P(H) = prior belief before seeing evidence.
P(H|E) = posterior belief after seeing evidence.
Bayesian Learning: combines your prior knowledge with observed data to update beliefs. Handles
noisy data well. Foundation of the Naive Bayes classifier.
PU EXAM
Q65. Explain Q-Learning. (PU Apr 2024)
Q-Learning is a model-free, off-policy RL algorithm. It builds a Q-Table of (state, action) values.
Every time it takes an action, it updates the Q-value using: new Q = old Q + learning_rate *
[reward + discount * best_next_Q - old Q]. It converges to optimal values no matter what policy
you follow while exploring.
PU EXAM
Q66. Differentiate Supervised vs Unsupervised Learning. (PU Nov 2023)

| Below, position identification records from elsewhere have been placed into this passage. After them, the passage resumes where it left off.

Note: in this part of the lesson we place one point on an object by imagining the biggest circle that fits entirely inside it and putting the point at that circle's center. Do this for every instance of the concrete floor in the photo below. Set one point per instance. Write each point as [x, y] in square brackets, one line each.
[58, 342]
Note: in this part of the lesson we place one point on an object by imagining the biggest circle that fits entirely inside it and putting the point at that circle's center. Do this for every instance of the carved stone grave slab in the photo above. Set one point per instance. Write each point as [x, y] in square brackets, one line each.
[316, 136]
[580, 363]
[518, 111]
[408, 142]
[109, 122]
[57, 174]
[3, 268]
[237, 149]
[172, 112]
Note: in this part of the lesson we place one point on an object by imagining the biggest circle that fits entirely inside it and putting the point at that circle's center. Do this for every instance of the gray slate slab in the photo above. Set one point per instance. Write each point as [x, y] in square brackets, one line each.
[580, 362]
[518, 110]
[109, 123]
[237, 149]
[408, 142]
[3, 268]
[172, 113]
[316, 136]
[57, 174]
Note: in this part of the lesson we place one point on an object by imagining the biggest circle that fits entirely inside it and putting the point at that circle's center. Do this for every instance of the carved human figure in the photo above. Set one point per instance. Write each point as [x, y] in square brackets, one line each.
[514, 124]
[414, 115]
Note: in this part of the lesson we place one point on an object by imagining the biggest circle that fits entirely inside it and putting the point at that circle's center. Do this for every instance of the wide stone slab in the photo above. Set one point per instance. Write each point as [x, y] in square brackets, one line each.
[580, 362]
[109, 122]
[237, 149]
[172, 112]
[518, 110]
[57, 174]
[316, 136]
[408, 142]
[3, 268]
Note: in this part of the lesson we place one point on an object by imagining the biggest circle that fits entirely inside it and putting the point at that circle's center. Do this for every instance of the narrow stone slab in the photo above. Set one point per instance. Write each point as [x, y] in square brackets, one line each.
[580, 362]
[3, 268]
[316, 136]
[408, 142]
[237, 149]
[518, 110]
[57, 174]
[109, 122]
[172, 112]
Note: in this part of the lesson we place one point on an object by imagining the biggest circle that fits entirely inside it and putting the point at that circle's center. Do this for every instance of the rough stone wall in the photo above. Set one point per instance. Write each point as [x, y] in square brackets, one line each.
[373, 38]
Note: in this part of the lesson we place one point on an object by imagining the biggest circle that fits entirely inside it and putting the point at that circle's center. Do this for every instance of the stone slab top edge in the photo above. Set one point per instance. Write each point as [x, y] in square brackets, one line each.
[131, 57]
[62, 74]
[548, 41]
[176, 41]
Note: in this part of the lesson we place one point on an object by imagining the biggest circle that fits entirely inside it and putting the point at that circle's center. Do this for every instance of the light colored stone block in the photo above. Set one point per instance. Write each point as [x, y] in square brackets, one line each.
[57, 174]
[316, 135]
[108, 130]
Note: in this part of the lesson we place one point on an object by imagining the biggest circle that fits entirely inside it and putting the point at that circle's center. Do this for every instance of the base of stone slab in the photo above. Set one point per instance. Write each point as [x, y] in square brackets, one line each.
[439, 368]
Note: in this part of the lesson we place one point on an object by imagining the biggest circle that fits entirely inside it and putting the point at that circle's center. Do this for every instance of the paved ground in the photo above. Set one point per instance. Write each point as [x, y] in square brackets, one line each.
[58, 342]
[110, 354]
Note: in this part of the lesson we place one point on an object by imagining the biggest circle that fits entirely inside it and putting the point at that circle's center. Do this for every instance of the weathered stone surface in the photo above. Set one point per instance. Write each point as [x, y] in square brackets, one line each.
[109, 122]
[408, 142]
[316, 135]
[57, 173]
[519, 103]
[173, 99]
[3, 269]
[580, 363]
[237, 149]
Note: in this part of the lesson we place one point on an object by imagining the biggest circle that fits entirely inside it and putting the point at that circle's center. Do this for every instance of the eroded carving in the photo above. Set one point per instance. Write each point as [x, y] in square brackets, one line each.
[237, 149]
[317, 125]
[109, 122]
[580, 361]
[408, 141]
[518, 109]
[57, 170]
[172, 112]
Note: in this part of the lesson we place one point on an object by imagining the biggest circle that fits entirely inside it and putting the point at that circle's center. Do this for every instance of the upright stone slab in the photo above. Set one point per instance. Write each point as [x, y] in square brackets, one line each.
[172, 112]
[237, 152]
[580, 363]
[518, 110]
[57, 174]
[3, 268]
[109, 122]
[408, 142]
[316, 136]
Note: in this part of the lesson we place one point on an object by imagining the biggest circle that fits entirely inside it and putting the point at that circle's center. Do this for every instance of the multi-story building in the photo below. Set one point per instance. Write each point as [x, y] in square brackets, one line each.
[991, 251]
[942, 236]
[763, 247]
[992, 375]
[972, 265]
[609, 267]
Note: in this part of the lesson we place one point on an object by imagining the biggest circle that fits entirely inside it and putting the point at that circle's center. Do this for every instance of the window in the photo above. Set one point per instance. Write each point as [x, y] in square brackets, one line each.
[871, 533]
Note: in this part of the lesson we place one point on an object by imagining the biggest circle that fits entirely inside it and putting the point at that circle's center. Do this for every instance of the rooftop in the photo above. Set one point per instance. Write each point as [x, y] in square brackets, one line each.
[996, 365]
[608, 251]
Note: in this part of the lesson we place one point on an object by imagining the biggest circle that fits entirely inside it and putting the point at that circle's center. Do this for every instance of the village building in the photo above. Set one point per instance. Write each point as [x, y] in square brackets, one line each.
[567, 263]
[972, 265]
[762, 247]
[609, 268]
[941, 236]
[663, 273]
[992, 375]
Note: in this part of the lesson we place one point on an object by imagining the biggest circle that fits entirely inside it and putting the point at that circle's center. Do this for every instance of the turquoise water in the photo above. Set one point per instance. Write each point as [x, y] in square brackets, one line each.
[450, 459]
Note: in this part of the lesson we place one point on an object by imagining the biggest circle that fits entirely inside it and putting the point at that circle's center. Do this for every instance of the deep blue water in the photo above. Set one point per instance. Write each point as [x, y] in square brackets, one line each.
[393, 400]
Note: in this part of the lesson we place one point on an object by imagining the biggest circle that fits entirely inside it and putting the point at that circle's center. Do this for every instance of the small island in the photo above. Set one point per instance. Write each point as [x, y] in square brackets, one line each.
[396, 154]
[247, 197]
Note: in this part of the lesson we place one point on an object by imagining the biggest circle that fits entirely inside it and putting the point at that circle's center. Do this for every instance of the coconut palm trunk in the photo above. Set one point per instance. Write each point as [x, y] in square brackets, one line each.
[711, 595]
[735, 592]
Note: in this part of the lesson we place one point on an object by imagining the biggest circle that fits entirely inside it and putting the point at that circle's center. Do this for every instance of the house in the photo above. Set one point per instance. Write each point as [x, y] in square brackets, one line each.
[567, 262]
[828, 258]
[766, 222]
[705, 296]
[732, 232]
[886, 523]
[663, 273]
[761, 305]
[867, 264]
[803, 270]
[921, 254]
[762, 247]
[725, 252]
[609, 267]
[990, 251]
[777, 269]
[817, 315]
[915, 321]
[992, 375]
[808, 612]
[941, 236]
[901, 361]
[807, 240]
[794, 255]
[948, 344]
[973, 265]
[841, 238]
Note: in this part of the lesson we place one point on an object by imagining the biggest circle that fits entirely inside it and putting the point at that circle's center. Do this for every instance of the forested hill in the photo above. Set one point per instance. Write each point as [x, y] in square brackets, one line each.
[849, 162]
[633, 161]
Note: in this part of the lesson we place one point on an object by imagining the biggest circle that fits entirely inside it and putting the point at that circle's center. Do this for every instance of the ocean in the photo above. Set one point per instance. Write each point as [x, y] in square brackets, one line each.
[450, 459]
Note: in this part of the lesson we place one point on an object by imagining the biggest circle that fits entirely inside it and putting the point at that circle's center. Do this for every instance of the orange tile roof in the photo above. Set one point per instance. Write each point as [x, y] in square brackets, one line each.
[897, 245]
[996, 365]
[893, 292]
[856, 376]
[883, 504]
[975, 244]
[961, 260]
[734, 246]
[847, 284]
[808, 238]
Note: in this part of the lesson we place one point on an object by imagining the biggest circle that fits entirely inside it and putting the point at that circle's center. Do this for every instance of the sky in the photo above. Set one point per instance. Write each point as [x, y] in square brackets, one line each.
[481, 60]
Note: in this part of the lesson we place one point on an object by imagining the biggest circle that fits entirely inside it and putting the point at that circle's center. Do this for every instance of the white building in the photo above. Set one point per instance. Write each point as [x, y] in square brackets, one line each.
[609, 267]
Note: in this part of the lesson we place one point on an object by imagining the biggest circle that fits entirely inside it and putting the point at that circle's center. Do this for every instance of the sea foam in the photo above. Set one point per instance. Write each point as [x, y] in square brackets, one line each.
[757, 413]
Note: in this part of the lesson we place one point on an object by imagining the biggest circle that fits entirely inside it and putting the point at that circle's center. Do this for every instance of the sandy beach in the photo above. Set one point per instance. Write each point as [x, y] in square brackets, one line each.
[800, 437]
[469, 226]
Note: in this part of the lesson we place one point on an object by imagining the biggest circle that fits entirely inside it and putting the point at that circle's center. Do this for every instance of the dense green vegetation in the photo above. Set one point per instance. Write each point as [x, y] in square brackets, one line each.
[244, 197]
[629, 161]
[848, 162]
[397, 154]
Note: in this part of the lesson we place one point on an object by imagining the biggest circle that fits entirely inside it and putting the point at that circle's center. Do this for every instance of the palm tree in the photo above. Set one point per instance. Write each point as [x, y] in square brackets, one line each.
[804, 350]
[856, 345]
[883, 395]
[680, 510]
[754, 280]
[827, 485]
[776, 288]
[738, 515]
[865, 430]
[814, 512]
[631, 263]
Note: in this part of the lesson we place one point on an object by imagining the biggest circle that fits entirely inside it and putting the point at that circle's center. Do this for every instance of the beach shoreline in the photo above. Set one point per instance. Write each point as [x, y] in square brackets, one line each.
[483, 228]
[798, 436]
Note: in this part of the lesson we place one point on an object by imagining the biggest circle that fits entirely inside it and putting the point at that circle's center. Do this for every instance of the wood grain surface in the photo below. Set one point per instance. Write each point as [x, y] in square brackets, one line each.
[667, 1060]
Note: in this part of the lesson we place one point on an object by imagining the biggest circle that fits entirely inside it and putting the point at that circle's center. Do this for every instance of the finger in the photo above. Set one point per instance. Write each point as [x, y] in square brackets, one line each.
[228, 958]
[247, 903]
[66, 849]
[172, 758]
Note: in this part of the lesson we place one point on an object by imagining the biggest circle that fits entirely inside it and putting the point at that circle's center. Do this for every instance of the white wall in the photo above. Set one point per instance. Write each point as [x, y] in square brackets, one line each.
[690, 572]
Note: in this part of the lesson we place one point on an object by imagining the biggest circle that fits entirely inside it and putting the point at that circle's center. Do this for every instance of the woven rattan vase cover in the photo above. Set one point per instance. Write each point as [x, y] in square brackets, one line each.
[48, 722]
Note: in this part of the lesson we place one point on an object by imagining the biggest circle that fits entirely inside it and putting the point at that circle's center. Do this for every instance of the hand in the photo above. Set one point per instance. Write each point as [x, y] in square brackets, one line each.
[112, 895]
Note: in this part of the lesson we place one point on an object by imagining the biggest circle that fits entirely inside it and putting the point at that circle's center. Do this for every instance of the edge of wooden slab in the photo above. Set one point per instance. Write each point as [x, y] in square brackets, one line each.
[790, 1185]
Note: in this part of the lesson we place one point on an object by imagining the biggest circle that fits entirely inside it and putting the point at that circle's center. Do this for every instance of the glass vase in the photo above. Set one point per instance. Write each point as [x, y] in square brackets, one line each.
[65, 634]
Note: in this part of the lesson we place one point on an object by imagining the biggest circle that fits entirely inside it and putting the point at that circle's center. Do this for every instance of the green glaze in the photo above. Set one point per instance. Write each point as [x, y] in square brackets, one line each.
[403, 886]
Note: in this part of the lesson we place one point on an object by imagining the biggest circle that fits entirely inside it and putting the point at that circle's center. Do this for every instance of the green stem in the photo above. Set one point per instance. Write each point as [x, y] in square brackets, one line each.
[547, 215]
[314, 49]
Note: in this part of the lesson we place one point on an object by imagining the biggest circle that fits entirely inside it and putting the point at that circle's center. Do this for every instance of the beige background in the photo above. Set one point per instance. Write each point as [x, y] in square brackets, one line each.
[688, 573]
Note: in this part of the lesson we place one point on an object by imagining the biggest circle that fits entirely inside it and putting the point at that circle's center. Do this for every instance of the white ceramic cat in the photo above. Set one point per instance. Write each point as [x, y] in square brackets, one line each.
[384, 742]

Supervised: data has labels (right answers). Model learns mapping input → output. Algorithms:
Linear Regression, Decision Tree, SVM. Evaluated by accuracy, F1, MSE.
Unsupervised: no labels. Model finds hidden patterns on its own. Algorithms: K-Means, PCA,
DBSCAN. Evaluated by silhouette score, inertia.
PU EXAM
Q67. What is a Genetic Algorithm? (PU Apr 2024)
A nature-inspired optimization algorithm. Starts with a random population of solutions
(chromosomes). Fitness function scores each solution. Selection: keep the best ones. Crossover:
mix two solutions to create offspring. Mutation: randomly change part of a solution to maintain
diversity. Repeat until the best solution is found.
PU EXAM
Q68. Describe applications of ML in today's world. (PU Apr 2024)
Healthcare: disease diagnosis, MRI/X-ray analysis, drug discovery.
Finance: fraud detection, credit scoring, algorithmic trading.
NLP: chatbots (like me!), translation, sentiment analysis.
Computer Vision: face recognition, autonomous vehicles.
Recommendation Systems: Netflix, Amazon, Spotify.
Agriculture: crop yield prediction, pest detection.